Improving lncRNA annotation with the GENCODE Capture Long-read Sequencing project
Over the last five years GENCODE has been developing and deploying our Capture Long-read Sequencing (CLS) pipeline to improve our human and mouse gene annotations. We recently finalised the third phase of this project (CLS3), which specifically focuses on lncRNA annotations in both species. Following this work, human v47 and mouse vM36 contain the largest increases in transcript models ever seen between consecutive releases for both species.
The CLS project began with the design of capture arrays, targeting over 300,000 regions of the human and mouse genomes considered to be potentially interesting with respect to lncRNA transcription and annotation. PacBio and Oxford Nanopore (ONT) long-read sequencing was performed by GENCODE partners at the Centre for Genomic Regulation (CRG) in Barcelona, combining the CLS methodology [1] with CapTrap cDNA library preparation [2] to produce over 1.5 billion raw reads. These were processed using the CRG LyRic pipeline, generating a collection of full-length transcript models that could be used as a data source for annotation.

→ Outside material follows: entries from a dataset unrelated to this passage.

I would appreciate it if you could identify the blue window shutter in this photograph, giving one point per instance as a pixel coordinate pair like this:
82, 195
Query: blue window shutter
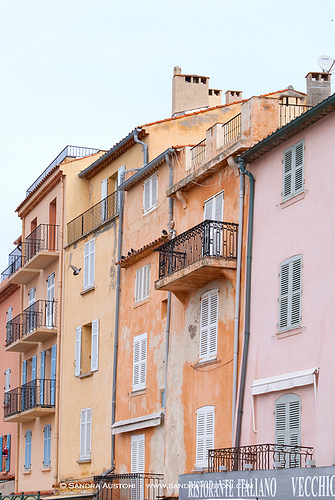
1, 446
53, 374
42, 377
47, 446
27, 451
8, 459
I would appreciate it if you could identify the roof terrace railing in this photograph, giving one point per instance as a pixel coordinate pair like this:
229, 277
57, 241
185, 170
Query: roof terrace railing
92, 218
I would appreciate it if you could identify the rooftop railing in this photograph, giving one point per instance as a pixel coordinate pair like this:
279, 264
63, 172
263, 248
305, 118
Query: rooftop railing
44, 237
132, 486
92, 218
33, 394
207, 239
258, 457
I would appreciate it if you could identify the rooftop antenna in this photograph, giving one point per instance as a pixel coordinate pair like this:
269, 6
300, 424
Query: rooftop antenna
326, 63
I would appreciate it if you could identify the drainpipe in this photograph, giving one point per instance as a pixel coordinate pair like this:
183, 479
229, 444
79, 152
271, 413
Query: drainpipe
145, 146
231, 163
117, 313
240, 163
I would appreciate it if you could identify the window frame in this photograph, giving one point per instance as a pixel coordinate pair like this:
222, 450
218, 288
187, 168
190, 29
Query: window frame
152, 185
291, 175
205, 440
208, 340
290, 293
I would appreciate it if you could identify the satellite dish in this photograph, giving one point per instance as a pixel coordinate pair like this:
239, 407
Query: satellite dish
326, 63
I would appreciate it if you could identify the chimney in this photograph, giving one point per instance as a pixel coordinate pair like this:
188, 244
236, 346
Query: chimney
233, 96
191, 92
318, 87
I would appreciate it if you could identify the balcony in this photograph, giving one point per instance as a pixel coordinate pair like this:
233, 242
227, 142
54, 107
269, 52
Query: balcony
34, 399
259, 457
36, 324
198, 256
86, 222
132, 486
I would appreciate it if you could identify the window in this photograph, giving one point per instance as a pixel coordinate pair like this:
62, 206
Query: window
293, 170
87, 348
209, 325
47, 446
205, 434
85, 433
7, 387
150, 194
290, 293
139, 362
287, 427
27, 450
142, 283
89, 264
137, 466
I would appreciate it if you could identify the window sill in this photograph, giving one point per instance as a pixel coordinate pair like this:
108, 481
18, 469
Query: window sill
289, 333
294, 199
87, 290
206, 363
138, 392
85, 375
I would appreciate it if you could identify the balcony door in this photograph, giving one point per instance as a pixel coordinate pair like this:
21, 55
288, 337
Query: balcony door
50, 301
212, 239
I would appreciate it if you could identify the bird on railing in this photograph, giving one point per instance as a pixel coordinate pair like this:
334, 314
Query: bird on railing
75, 269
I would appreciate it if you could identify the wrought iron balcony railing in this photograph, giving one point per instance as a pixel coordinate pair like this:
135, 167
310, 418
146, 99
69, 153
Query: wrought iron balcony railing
132, 486
258, 457
92, 218
13, 266
207, 239
41, 314
232, 130
37, 393
44, 237
288, 112
198, 153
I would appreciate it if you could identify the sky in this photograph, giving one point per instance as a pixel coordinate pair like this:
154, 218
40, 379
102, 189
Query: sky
86, 72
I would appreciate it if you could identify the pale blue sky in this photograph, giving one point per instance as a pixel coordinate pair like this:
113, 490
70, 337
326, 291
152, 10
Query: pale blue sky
86, 72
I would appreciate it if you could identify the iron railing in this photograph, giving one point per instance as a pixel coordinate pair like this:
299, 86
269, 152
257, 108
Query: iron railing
44, 237
41, 314
33, 394
92, 218
232, 130
207, 239
258, 457
13, 266
288, 112
198, 153
133, 486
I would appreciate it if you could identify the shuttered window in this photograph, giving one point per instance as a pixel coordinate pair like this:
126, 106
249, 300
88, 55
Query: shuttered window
139, 362
290, 293
142, 283
27, 451
209, 325
89, 263
150, 194
85, 433
47, 446
205, 434
293, 170
288, 427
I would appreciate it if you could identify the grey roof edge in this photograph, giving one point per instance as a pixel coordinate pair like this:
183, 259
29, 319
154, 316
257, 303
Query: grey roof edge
144, 170
289, 130
110, 152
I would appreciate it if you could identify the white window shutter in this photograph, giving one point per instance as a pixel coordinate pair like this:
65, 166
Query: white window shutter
95, 346
77, 369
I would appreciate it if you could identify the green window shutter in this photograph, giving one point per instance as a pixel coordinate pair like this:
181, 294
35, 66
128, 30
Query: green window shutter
290, 291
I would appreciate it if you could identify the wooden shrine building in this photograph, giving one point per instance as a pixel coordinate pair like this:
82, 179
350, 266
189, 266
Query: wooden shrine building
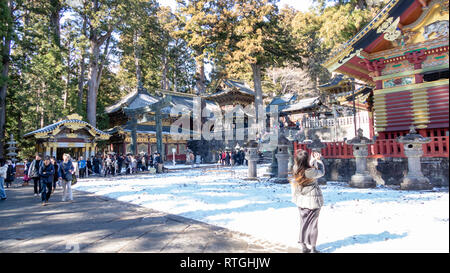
71, 135
145, 120
403, 54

Further information is available here.
These models were integrated into the GENCODE annotations for both species via a new manually supervised computational workflow that we call TAGENE, which has been developed over several years via iterative testing. Following the deployment of TAGENE, over 132,000 and 129,000 novel lncRNA transcripts were added to human v47 and mouse vM36, which are approximately 3 and 6-fold increases in these respective counts. We have also nearly doubled the number of lncRNA genes annotated by GENCODE.
This work is described in a pre-print submitted to bioRxiv: 
https://www.biorxiv.org/content/10.1101/2024.10.29.620654v1
References
- Lagarde J, Uszczynska-Ratajczak B, Carbonell S, et al. High-throughput annotation of full-length long noncoding RNAs with capture long-read sequencing. Nature Genetics. 2017 Dec;49(12):1731-1740. DOI: 10.1038/ng.3988. PMID: 29106417; PMCID: PMC5709232.
- Carbonell-Sala S, Perteghella T, Lagarde J, et al. CapTrap-seq: a platform-agnostic and quantitative approach for high-fidelity full-length RNA sequencing. Nature Communications. 2024 Jun;15(1):5278. DOI: 10.1038/s41467-024-49523-3. PMID: 38937428.